Maggiani, a ritroso nella sua fanciullezza, rivede dapprima il canale e successivamente il fiume, tanto grande agli occhi di un ragazzo da suscitare timore e muta reverenza. Non era facile prendere confidenza con tanta acqua. Questa immagine richiama alla sua mente un poemetto scritto da Vittorio Sereni intitolato “Un posto di vacanza”, nel quale il poeta nominava il fiume al femminile, la Magra, e nel contempo lo definiva “un bel fiume negro d’America” quasi fosse il Mississippi.
Ora Maurizio Maggiani percorre abitualmente i sentieri tracciati sulle sponde del fiume. Da tre anni lo frequenta abitualmente osservando e soffermando lo sguardo su tanta bellezza, ma ahimè, anche su tanta desolazione. Non considera la sporcizia e il degrado semplicemente come elementi da rimuovere, ma nel significato più profondo di rifiuto: rifiuto del fiume da parte di una comunità che lo ha abbandonato e nascosto, quasi fosse una vergogna.
Quando poi si imbatte nei cartelli riportanti la scritta “Parco”, allora, più stridente appare la contraddizione.
“Perché non vogliamo bene al nostro fiume?”. “Perché rifiutiamo di dare un po’ di umana bellezza alla bellezza naturale?”
E la bellezza “badate bene – dice Maggiani – non è un lusso, ma una necessità”.
Procede su questo tema il racconto accorato e puntuale dello scrittore, permettendoci di scoprire le radici comuni di un vissuto che ha avuto come scenario un mondo contadino ormai quasi del tutto scomparso. Il contadino che si prendeva cura della propria terra in filari precisi e ordinati, in canalizzazioni irrigue sapientemente dislocate, sapeva di poter ricevere dalla terra una ricompensa che era duplice: estetica e materiale. Alla bellezza paesaggistica che ne derivava, corrispondeva strettamente la bontà dei prodotti.

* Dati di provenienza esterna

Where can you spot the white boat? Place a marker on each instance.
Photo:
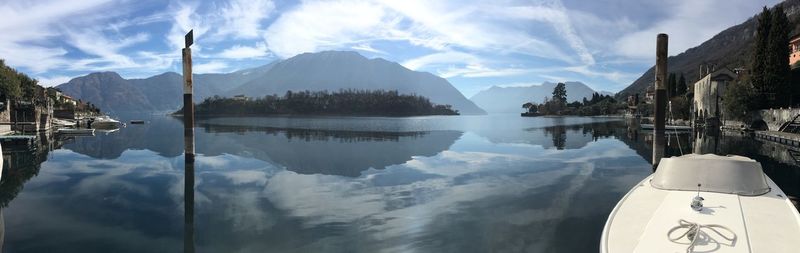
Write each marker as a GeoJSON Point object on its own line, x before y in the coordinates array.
{"type": "Point", "coordinates": [1, 164]}
{"type": "Point", "coordinates": [104, 122]}
{"type": "Point", "coordinates": [704, 203]}
{"type": "Point", "coordinates": [76, 131]}
{"type": "Point", "coordinates": [667, 127]}
{"type": "Point", "coordinates": [63, 122]}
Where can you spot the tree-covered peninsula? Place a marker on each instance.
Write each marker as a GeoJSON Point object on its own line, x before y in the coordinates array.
{"type": "Point", "coordinates": [343, 102]}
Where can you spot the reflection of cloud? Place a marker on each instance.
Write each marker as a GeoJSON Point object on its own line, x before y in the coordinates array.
{"type": "Point", "coordinates": [323, 199]}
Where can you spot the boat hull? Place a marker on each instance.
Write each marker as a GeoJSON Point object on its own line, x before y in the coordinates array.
{"type": "Point", "coordinates": [642, 218]}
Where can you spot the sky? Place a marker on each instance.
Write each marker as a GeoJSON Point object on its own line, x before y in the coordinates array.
{"type": "Point", "coordinates": [605, 44]}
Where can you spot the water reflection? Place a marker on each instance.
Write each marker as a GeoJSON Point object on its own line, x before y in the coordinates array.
{"type": "Point", "coordinates": [308, 151]}
{"type": "Point", "coordinates": [188, 205]}
{"type": "Point", "coordinates": [537, 187]}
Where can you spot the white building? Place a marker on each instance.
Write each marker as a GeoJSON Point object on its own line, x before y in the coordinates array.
{"type": "Point", "coordinates": [708, 93]}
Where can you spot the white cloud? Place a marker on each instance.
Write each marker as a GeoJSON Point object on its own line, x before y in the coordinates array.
{"type": "Point", "coordinates": [27, 22]}
{"type": "Point", "coordinates": [53, 80]}
{"type": "Point", "coordinates": [368, 48]}
{"type": "Point", "coordinates": [478, 70]}
{"type": "Point", "coordinates": [242, 18]}
{"type": "Point", "coordinates": [555, 14]}
{"type": "Point", "coordinates": [210, 67]}
{"type": "Point", "coordinates": [314, 26]}
{"type": "Point", "coordinates": [689, 24]}
{"type": "Point", "coordinates": [245, 52]}
{"type": "Point", "coordinates": [448, 57]}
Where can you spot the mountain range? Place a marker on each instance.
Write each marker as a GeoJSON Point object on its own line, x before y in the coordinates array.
{"type": "Point", "coordinates": [328, 70]}
{"type": "Point", "coordinates": [731, 48]}
{"type": "Point", "coordinates": [510, 99]}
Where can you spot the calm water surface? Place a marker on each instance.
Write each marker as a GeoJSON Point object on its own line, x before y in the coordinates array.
{"type": "Point", "coordinates": [427, 184]}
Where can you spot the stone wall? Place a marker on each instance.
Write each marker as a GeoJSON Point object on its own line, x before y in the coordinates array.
{"type": "Point", "coordinates": [776, 118]}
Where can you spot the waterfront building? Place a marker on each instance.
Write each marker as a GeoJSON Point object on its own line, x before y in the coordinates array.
{"type": "Point", "coordinates": [708, 93]}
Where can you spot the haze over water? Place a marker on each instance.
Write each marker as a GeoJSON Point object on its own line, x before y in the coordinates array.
{"type": "Point", "coordinates": [496, 183]}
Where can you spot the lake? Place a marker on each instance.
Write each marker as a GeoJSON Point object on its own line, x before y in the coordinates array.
{"type": "Point", "coordinates": [498, 183]}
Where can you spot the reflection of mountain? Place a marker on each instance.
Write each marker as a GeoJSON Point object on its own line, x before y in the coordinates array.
{"type": "Point", "coordinates": [559, 136]}
{"type": "Point", "coordinates": [300, 150]}
{"type": "Point", "coordinates": [21, 163]}
{"type": "Point", "coordinates": [345, 153]}
{"type": "Point", "coordinates": [163, 135]}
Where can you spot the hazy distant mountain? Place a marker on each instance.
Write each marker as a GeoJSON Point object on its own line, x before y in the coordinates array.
{"type": "Point", "coordinates": [510, 99]}
{"type": "Point", "coordinates": [162, 92]}
{"type": "Point", "coordinates": [331, 70]}
{"type": "Point", "coordinates": [335, 70]}
{"type": "Point", "coordinates": [730, 48]}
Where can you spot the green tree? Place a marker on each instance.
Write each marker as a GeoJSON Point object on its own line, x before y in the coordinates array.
{"type": "Point", "coordinates": [681, 85]}
{"type": "Point", "coordinates": [739, 99]}
{"type": "Point", "coordinates": [672, 85]}
{"type": "Point", "coordinates": [559, 100]}
{"type": "Point", "coordinates": [758, 63]}
{"type": "Point", "coordinates": [776, 72]}
{"type": "Point", "coordinates": [560, 93]}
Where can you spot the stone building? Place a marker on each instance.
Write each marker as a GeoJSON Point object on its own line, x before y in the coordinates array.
{"type": "Point", "coordinates": [794, 50]}
{"type": "Point", "coordinates": [708, 93]}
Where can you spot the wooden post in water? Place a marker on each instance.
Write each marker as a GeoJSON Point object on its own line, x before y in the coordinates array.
{"type": "Point", "coordinates": [188, 104]}
{"type": "Point", "coordinates": [660, 99]}
{"type": "Point", "coordinates": [188, 134]}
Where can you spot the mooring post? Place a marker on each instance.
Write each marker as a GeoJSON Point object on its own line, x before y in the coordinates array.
{"type": "Point", "coordinates": [188, 134]}
{"type": "Point", "coordinates": [659, 117]}
{"type": "Point", "coordinates": [188, 104]}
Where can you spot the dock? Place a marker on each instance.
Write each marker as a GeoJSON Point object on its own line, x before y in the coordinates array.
{"type": "Point", "coordinates": [788, 139]}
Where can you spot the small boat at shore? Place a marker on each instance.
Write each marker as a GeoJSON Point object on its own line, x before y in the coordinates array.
{"type": "Point", "coordinates": [704, 203]}
{"type": "Point", "coordinates": [64, 122]}
{"type": "Point", "coordinates": [76, 131]}
{"type": "Point", "coordinates": [104, 122]}
{"type": "Point", "coordinates": [667, 127]}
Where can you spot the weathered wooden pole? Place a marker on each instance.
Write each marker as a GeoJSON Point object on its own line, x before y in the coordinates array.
{"type": "Point", "coordinates": [188, 104]}
{"type": "Point", "coordinates": [660, 99]}
{"type": "Point", "coordinates": [188, 134]}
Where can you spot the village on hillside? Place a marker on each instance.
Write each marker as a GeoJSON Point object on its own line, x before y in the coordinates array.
{"type": "Point", "coordinates": [759, 94]}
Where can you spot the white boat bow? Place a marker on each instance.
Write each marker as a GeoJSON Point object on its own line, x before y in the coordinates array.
{"type": "Point", "coordinates": [739, 209]}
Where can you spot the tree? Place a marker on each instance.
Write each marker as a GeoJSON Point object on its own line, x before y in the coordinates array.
{"type": "Point", "coordinates": [559, 101]}
{"type": "Point", "coordinates": [672, 85]}
{"type": "Point", "coordinates": [528, 106]}
{"type": "Point", "coordinates": [776, 72]}
{"type": "Point", "coordinates": [560, 93]}
{"type": "Point", "coordinates": [738, 99]}
{"type": "Point", "coordinates": [681, 85]}
{"type": "Point", "coordinates": [758, 63]}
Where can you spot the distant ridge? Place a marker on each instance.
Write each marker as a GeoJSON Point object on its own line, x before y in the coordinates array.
{"type": "Point", "coordinates": [730, 48]}
{"type": "Point", "coordinates": [329, 70]}
{"type": "Point", "coordinates": [510, 99]}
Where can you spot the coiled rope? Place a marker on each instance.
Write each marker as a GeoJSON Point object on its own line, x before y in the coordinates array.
{"type": "Point", "coordinates": [693, 232]}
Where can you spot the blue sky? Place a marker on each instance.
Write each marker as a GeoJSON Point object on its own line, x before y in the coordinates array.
{"type": "Point", "coordinates": [474, 44]}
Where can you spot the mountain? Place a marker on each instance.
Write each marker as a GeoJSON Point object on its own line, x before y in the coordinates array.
{"type": "Point", "coordinates": [730, 48]}
{"type": "Point", "coordinates": [164, 92]}
{"type": "Point", "coordinates": [335, 70]}
{"type": "Point", "coordinates": [330, 70]}
{"type": "Point", "coordinates": [510, 99]}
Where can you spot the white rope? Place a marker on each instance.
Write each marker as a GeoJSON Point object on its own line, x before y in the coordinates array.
{"type": "Point", "coordinates": [677, 138]}
{"type": "Point", "coordinates": [693, 232]}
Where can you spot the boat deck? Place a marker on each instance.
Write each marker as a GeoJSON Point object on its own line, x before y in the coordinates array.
{"type": "Point", "coordinates": [642, 219]}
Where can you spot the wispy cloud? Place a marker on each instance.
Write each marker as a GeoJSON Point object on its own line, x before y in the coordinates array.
{"type": "Point", "coordinates": [688, 24]}
{"type": "Point", "coordinates": [243, 18]}
{"type": "Point", "coordinates": [245, 52]}
{"type": "Point", "coordinates": [209, 67]}
{"type": "Point", "coordinates": [53, 80]}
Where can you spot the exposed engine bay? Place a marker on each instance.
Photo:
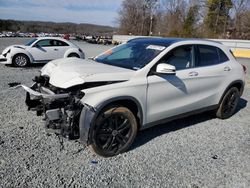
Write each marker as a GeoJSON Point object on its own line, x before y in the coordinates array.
{"type": "Point", "coordinates": [61, 107]}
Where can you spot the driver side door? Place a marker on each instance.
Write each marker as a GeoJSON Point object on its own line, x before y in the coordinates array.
{"type": "Point", "coordinates": [170, 95]}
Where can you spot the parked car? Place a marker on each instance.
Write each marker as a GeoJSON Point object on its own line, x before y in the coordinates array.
{"type": "Point", "coordinates": [133, 86]}
{"type": "Point", "coordinates": [40, 50]}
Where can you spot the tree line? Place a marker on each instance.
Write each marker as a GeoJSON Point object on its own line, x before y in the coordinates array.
{"type": "Point", "coordinates": [186, 18]}
{"type": "Point", "coordinates": [51, 27]}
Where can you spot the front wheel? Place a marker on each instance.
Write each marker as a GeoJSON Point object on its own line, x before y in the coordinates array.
{"type": "Point", "coordinates": [114, 131]}
{"type": "Point", "coordinates": [228, 104]}
{"type": "Point", "coordinates": [74, 55]}
{"type": "Point", "coordinates": [20, 60]}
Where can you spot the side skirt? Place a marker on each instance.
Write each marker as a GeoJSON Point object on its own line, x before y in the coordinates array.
{"type": "Point", "coordinates": [180, 116]}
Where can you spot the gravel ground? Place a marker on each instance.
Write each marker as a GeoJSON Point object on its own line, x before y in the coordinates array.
{"type": "Point", "coordinates": [199, 151]}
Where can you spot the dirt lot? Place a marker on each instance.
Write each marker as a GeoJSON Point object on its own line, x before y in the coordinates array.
{"type": "Point", "coordinates": [199, 151]}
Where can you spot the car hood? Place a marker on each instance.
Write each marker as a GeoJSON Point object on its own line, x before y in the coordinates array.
{"type": "Point", "coordinates": [13, 46]}
{"type": "Point", "coordinates": [68, 72]}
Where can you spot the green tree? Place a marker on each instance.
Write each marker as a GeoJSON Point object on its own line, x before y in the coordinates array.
{"type": "Point", "coordinates": [217, 16]}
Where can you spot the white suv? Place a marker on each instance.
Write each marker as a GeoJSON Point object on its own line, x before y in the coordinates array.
{"type": "Point", "coordinates": [105, 101]}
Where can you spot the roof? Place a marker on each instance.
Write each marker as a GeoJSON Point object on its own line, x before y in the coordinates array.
{"type": "Point", "coordinates": [166, 41]}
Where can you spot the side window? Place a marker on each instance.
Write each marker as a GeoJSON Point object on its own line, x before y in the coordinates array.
{"type": "Point", "coordinates": [207, 55]}
{"type": "Point", "coordinates": [180, 57]}
{"type": "Point", "coordinates": [60, 43]}
{"type": "Point", "coordinates": [223, 56]}
{"type": "Point", "coordinates": [45, 43]}
{"type": "Point", "coordinates": [122, 54]}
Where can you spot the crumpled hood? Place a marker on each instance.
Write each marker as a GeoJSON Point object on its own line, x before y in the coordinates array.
{"type": "Point", "coordinates": [68, 72]}
{"type": "Point", "coordinates": [13, 46]}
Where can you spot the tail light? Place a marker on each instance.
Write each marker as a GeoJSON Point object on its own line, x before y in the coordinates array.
{"type": "Point", "coordinates": [244, 69]}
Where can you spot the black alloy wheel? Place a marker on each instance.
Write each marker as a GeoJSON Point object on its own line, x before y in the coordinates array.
{"type": "Point", "coordinates": [228, 104]}
{"type": "Point", "coordinates": [114, 132]}
{"type": "Point", "coordinates": [20, 60]}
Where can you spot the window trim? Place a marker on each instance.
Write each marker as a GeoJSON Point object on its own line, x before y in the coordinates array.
{"type": "Point", "coordinates": [153, 68]}
{"type": "Point", "coordinates": [61, 42]}
{"type": "Point", "coordinates": [42, 46]}
{"type": "Point", "coordinates": [198, 55]}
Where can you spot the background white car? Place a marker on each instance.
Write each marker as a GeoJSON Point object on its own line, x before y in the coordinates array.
{"type": "Point", "coordinates": [40, 50]}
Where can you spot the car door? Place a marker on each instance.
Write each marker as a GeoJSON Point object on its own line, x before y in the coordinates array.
{"type": "Point", "coordinates": [61, 48]}
{"type": "Point", "coordinates": [170, 95]}
{"type": "Point", "coordinates": [44, 50]}
{"type": "Point", "coordinates": [213, 69]}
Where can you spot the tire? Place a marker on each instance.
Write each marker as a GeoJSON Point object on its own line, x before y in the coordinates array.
{"type": "Point", "coordinates": [114, 131]}
{"type": "Point", "coordinates": [20, 60]}
{"type": "Point", "coordinates": [74, 55]}
{"type": "Point", "coordinates": [228, 103]}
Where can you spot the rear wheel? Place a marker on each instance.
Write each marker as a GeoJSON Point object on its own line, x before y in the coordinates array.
{"type": "Point", "coordinates": [20, 60]}
{"type": "Point", "coordinates": [114, 132]}
{"type": "Point", "coordinates": [74, 55]}
{"type": "Point", "coordinates": [228, 104]}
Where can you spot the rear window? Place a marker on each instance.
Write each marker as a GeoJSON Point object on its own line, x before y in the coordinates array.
{"type": "Point", "coordinates": [60, 43]}
{"type": "Point", "coordinates": [207, 55]}
{"type": "Point", "coordinates": [223, 56]}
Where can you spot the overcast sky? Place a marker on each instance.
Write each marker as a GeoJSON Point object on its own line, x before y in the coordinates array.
{"type": "Point", "coordinates": [102, 12]}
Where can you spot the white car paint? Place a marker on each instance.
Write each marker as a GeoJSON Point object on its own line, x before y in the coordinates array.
{"type": "Point", "coordinates": [159, 96]}
{"type": "Point", "coordinates": [41, 54]}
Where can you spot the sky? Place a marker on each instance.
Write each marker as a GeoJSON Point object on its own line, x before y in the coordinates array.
{"type": "Point", "coordinates": [101, 12]}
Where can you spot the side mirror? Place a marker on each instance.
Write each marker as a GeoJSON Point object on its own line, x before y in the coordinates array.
{"type": "Point", "coordinates": [36, 46]}
{"type": "Point", "coordinates": [164, 68]}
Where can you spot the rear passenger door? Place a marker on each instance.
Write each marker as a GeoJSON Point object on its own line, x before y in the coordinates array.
{"type": "Point", "coordinates": [211, 68]}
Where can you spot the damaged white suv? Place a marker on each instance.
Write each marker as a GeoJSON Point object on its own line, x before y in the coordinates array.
{"type": "Point", "coordinates": [105, 101]}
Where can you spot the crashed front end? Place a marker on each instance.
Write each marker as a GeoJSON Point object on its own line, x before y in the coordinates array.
{"type": "Point", "coordinates": [61, 108]}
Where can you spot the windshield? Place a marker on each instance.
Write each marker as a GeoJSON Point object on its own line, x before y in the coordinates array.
{"type": "Point", "coordinates": [30, 42]}
{"type": "Point", "coordinates": [131, 55]}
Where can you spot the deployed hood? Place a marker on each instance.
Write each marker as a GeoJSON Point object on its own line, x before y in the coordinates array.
{"type": "Point", "coordinates": [68, 72]}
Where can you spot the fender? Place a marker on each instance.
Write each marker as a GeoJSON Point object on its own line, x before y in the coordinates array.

E’ da qui che dovremmo ripartire: da quelle tracce ancora ravvisabili di quell’economia contadina basata su una vera e propria geografia idrica che faceva bellezza. Dal fiume, tremendo e vivificante, che crea paesaggio e invoca rispettosa cura.
La grande iattura del fiume Magra è stata ed è la nautica! prima della nautica furono le escavazioni (1954 – 1982 data di nascita del vecchio Parco Fluviale della Magra), che oltre a devastare l’ecosistema e il Paesaggio, permisero di rendere navigabile il fiume ben oltre le sue possibilità naturali.
Se tra il ponte della Colombiera e la foce, la nautica rappresenta un onorevole compromesso tra uomo e natura, vista la vocazione in tale area dello spazio fluviale all’attività diportistica, la presenza della nautica sopra al ponte è solo un elemento di devastazione e di degrado pesaggistico e naturalistico.
Se la presenza di darsene e rimessaggi è l’elemento di maggior degrado ecologico, che non si riesce a risolvere nemmeno spostando anche solo i rimessaggi presenti sopra la linea di navigabilità (sita già ben 2 km. sopra il ponte dela Colombiera!)sicuramente la presenza di tre cantieri rappresenta il maggior pugno nell’occhio da un punto di vista paesaggistico, anche se bisogna dire che pure dal punto di vista ambientale sono dei siti circoscritti, ma di degrado assoluto.
Quando ero Consigliere del Parco (2001) votammo per il loro mantenimento nel Parco, perché non si sapeva dove ricollocarli e tuttora sfamano diverse centinaia di famiglie, ma oggi, che con la crisi e il ridimensionamento del Militare, nel Golfo si aprono buchi enormi nel tessuto industriale, la possibilità di ricollocarli a basso costo esiste (oltretutto sono irrimediabilmente esposti alle piene alluvionali del fiume, e la stessa CGIL ha proposto la ricollocazione di Intermnarine nelle aree che si libererebbero in Arsenale), ma i Comuni di Sarzana e Amegli si mettono di traverso per paura di perdere tessuto produttivo (Ameglia ha dato nelle mani dei Cantieri San Lorenzo i destini di quell’aberrazione che è l’erigenda Area Artigianale D2 a Camisano, dove si è distrutta un’area dal grande potenziale agrituristico, quindi ecosostenibile, ai confini del Parco), senza tenere conto che comunque lo stesso si riformerebbe, con maggiori potenziali, in un’area, quella sì vocata, come il Golfo Della Spezia: ma si sa l’infinita e sorda guerra fredda politica, interna al Partito i maggioranza, tra La Spezia e Sarzana, vuole le sue vittime… e fiume e Parco sono tra quelle!